Aviation has been one of the big losers in the pandemic, but it seems to have found solace in attacking pay and conditions. Heathrow and BA (British Airways) have both come out with new contracts and ‘fire-and-rehire’ tactics, and both have faced courageous opposition from workers. Heathrow workers struck for four days in early December, and BA cargo workers for nine over the Christmas period. Both were led by Unite, and the attitudes we found on the ground were encouraging. Workers weren’t fooled by the supposed ‘pay increases’ that hid cuts to their annual increases, and there was a remarkable level of solidarity. They didn’t want higher wages at the expense of their colleagues being laid off, and many older workers wanted to set an example for their younger counterparts and other workers everywhere. The Cargo workers especially had built up massive amounts of sympathy and the desire from various parts to find ways to link up and support fellow workers was brilliant.

Which makes it all the more incredible that these strikes were not coordinated at all – despite both being organised by the same union! Unite balloted the two issues at different times so they didn’t align, which was a massive failure right from the outset. Many people weren’t even aware Heathrow was striking while it was happening. Throughout the struggle Unite seemed more concerned with courting a media inevitably hostile to it and plastering up pictures of the Grinch than organising its members.
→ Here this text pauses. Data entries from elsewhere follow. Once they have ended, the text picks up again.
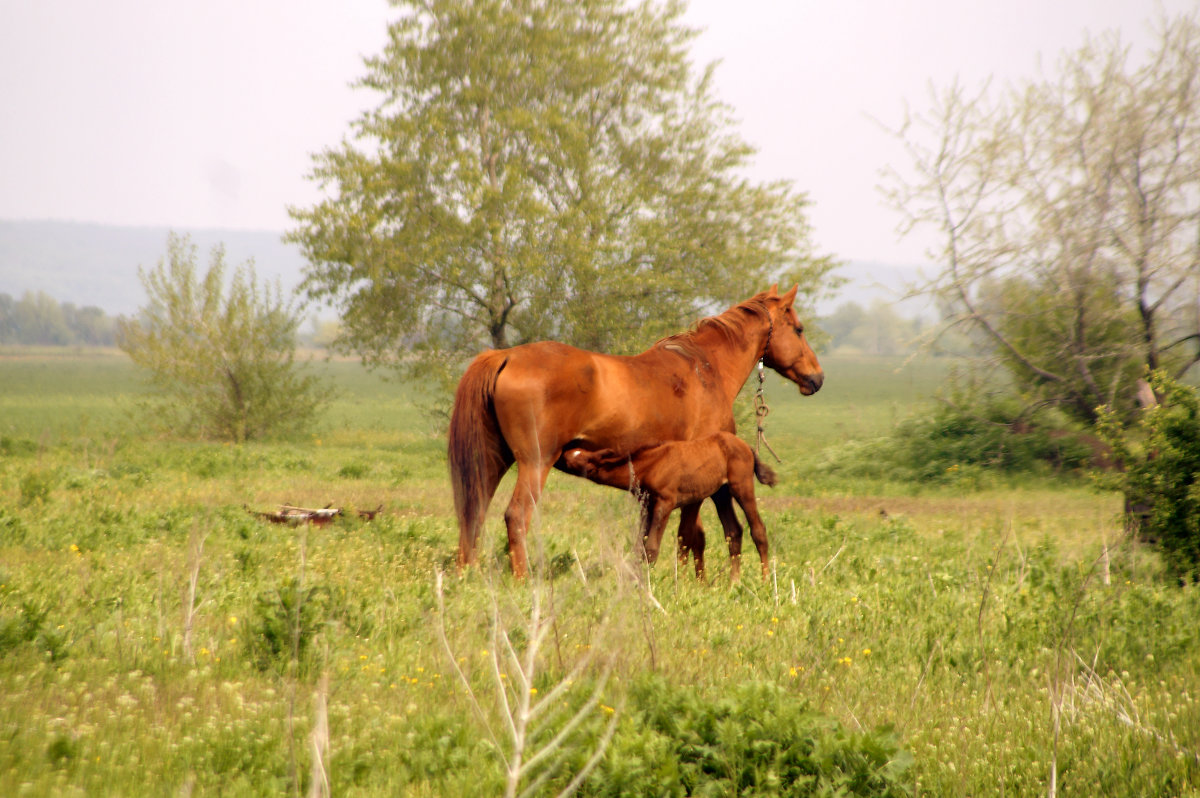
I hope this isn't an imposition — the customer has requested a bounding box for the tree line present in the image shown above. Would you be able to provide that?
[0,292,118,347]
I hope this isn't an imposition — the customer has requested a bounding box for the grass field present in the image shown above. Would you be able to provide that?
[0,350,1200,796]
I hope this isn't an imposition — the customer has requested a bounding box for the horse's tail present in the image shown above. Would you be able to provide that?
[754,452,779,487]
[446,350,510,570]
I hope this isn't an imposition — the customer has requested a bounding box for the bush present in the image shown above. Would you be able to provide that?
[1098,371,1200,581]
[581,678,912,797]
[118,235,329,443]
[833,402,1094,486]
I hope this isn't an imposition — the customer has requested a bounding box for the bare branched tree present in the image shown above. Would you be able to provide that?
[883,14,1200,422]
It had already delayed the Heathrow strikes until the day the new contract went into effect, and then shut down attempts to talk directly with the people picketing. In both strikes it was unclear the extent to which any effect was had on the companies, which is astonishing seeing as Cargo is currently the only part of BA turning a profit these days. It’s certain now that outside companies like Dnata and Menzies were brought in to scab, but there should have been strategies in place for that. The inability of unions to coordinate across workplaces is probably the biggest impediment to real assaults on capital, and the fact they couldn’t manage it with two workforces in the same physical building is damning. Heathrow was even able to pay off Terminals Security from striking without actually increasing their wages.
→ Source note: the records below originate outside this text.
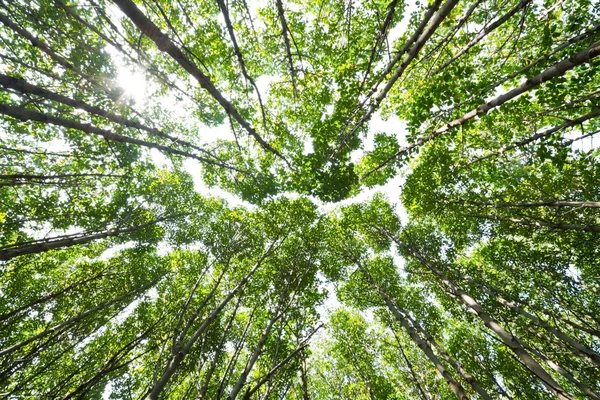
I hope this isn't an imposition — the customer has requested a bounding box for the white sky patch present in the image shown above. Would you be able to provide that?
[249,74,277,97]
[388,2,417,45]
[113,67,148,104]
[198,124,234,144]
[150,149,172,168]
[98,242,135,261]
[183,158,255,209]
What’s clear from both of these examples, and the various actions taken elsewhere, is that there is real potential for further struggles. Fermenting them and pushing them to go ahead will be its own fight, but we can only wage it if we know the obstacles. Some obstacles like being stuck at home were unavoidable, but could have been overcome if deeper issues weren’t at play. The first is low confidence: workers know they’re being screwed, but they don’t feel they can do anything. Taking all the examples, and drawing out where they succeeded and the mistakes that can be corrected is vital here, as will be finding common points of motivation. The second is a lack of organisation and unity. Both within and without the unions, we need to work towards ensuring workers can coordinate with each other, and communicate across company lines. We also need to generalise our activities, whenever possible making connections with other workers, other workplaces, even other countries: the only way to stop scabbing and move as a class. And above all else, we can’t always be on the defensive. Sooner or later, we’ll have to go beyond managing our own decline.

Once we look beyond our national borders, we can see that around the globe workers struggled despite or because of the pandemic. This started with a series of unofficial walk-outs of car workers in Italy and the US in March 2020 for the temporary closure of their plants. We saw collective actions of hospital workers in many countries against lack of health and safety and low staffing-levels. In the UK it was the collective involvement of thousands of teachers that forced the government to reconsider the opening of schools in early 2021. There is a path forward.